LEADERSHIP GATEWAY »
Interfaith Explorations
The Interfaith Explorations Gateway offers students meaningful encounters with a variety of religious, spiritual, and philosophical traditions and pathways. Through cooperative activities and events, students witness the multiple ways in which people of faith live according to shared values.
Why Interfaith Explorations?
The gateway encourages cultivation, exploration, and challenging students' own spirituality, faith, or no faith while in college. The gateway allows the student to not only think about what she wants to be but who she wants to be. Interfaith Explorations helps students develop relationships with people of all kinds of religious, spiritual, and philosophical backgrounds.
Who may apply?
Like all Leadership Gateways, the Interfaith Explorations Gateway is open to all first-year students in Mary Baldwin’s undergraduate residential college, regardless of her intended major. A curiosity about the variety of global religions, world views, spiritual practices, and faith traditions is all that is required — regardless of whether she is a skeptic, a spiritual seeker, or religiously devout.
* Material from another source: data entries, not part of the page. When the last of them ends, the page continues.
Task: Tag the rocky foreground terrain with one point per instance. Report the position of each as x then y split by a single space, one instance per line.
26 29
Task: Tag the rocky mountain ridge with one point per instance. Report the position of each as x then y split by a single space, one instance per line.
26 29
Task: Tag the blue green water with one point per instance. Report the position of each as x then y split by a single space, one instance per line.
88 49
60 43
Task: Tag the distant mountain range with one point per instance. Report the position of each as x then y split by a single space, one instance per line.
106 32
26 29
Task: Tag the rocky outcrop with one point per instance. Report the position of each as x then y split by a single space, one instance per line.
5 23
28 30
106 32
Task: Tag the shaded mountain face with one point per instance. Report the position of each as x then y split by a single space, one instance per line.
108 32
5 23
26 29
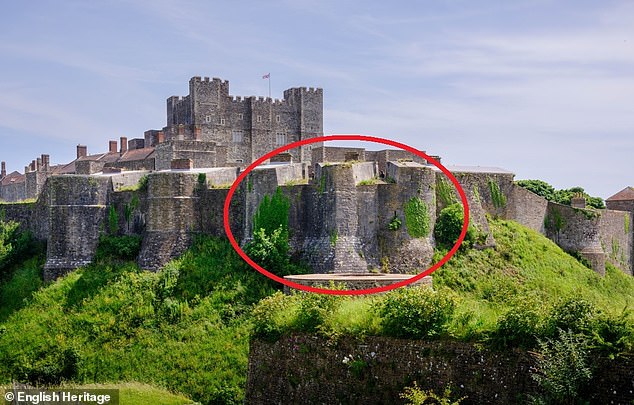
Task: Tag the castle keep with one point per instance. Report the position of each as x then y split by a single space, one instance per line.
348 206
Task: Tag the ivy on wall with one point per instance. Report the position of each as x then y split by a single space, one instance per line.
554 221
445 192
272 213
497 196
417 218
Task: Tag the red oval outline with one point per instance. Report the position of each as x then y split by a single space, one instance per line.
342 137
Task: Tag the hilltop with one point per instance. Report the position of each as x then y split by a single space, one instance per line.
187 327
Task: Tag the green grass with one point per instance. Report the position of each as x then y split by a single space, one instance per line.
16 290
185 328
130 393
527 266
526 281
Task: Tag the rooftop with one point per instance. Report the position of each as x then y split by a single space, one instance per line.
627 194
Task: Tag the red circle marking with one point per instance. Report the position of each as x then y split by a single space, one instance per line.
328 138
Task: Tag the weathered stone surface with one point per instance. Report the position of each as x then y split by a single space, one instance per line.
304 369
353 281
77 211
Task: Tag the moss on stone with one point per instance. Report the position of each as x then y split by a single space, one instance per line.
417 218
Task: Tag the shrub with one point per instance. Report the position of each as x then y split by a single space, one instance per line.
562 367
270 250
416 312
417 218
272 213
572 314
143 183
113 220
497 196
14 243
445 192
415 396
314 309
521 325
395 223
273 315
449 226
613 334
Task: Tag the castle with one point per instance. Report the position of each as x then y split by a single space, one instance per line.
348 206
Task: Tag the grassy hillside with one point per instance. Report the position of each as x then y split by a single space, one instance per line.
524 290
186 328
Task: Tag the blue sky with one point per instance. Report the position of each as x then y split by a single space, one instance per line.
542 88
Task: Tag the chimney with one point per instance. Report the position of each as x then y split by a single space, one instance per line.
82 151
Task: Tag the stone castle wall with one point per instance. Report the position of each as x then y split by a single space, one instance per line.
310 369
248 127
77 207
340 222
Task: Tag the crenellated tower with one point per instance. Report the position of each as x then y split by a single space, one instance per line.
244 128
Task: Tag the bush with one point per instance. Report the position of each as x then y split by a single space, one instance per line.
417 218
562 367
520 326
14 244
613 335
273 315
270 250
416 312
572 314
314 309
415 396
449 226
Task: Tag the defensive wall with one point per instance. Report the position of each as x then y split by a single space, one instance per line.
312 369
345 219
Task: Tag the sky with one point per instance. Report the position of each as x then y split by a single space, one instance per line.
544 89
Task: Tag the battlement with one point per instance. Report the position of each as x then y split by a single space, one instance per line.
198 79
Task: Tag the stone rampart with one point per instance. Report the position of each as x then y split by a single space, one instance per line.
77 209
171 217
616 238
311 370
576 230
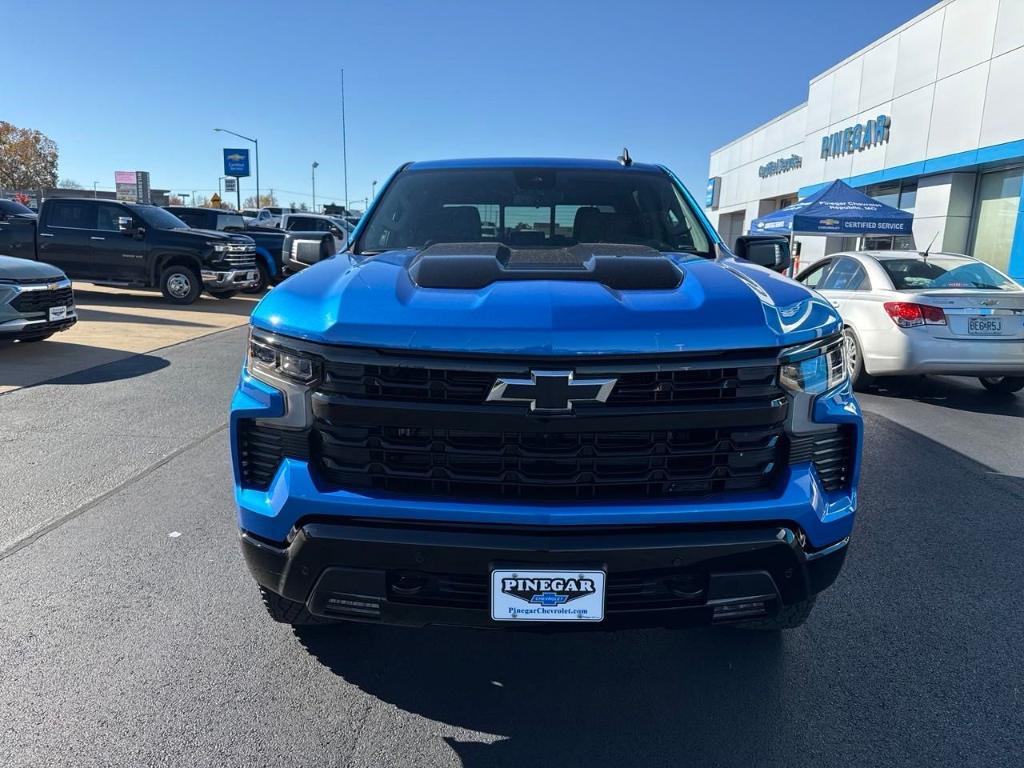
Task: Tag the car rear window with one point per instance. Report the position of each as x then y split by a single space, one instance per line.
950 272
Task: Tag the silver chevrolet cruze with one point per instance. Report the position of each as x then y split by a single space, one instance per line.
907 313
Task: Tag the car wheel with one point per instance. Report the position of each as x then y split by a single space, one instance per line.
1003 384
263 280
180 285
855 359
788 617
288 611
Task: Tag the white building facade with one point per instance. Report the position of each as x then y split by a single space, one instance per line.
930 119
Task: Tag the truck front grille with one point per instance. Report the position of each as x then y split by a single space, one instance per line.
549 466
40 301
421 383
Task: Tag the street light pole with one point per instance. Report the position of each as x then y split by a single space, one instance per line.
315 164
256 144
344 147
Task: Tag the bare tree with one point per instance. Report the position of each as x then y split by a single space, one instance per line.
28 158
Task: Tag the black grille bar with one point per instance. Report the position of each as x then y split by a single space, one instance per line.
40 301
552 465
262 448
470 386
832 454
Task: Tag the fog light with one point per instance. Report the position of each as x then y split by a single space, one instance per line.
738 610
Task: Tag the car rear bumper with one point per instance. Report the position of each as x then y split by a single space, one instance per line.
414 573
898 352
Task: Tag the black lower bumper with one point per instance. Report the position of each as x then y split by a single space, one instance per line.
416 574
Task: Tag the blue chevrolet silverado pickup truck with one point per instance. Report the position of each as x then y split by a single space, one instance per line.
543 392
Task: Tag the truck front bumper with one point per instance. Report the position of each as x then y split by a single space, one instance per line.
230 280
415 574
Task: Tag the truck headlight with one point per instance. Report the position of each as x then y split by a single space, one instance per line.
815 369
266 360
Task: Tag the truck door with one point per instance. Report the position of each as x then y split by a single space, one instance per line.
118 255
65 237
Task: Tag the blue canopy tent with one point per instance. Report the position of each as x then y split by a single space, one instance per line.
837 210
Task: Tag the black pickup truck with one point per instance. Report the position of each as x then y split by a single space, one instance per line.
269 243
130 245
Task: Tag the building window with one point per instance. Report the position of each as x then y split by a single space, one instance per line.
995 216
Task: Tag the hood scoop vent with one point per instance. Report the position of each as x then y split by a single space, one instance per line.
475 265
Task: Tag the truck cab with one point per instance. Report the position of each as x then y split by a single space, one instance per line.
587 413
141 246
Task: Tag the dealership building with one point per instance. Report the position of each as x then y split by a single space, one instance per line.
929 119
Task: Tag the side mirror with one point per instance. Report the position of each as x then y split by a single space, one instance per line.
767 251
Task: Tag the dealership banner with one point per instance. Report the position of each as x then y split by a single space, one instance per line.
839 209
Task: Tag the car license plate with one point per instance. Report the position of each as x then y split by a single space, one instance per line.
547 595
984 326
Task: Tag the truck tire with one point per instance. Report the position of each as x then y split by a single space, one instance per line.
264 279
284 610
1003 384
788 617
859 378
180 285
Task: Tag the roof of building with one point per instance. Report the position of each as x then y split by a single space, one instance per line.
576 163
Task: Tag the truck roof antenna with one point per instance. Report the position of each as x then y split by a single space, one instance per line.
924 254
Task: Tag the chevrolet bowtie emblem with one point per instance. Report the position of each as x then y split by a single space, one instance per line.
551 391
Are there required courses?
Students in the gateway take REL 130: Faith, Life, and Service as well as MBC 101: Orientation to College.
Students may also consider completing a minor in religion, philosophy, or ministry (which includes a track for both Christian-based and non-Christian based vocations). Another minor of interest is peacemaking and conflict resolution, which includes a focus on how understanding faiths across cultures can lead to finding and creating alternatives to violence.
What happens outside of class?
Students will also engage in many programming opportunities through the Office of the Chaplain. Examples of events include the Fall Faith Fair, the World Religions and Peacemaking Lecture, and Hunger and Homelessness Awareness Week spiritual activities.
What is available beyond the first year?
Students who decide to join the Quest program by the end of their first year, not only will continue explorations into religious, spiritual, and philosophical perspectives, but also have a head start on fulfilling the service and academic requirements for induction into the Carpenter Society, whose members serve as an advisors and mentors for other students.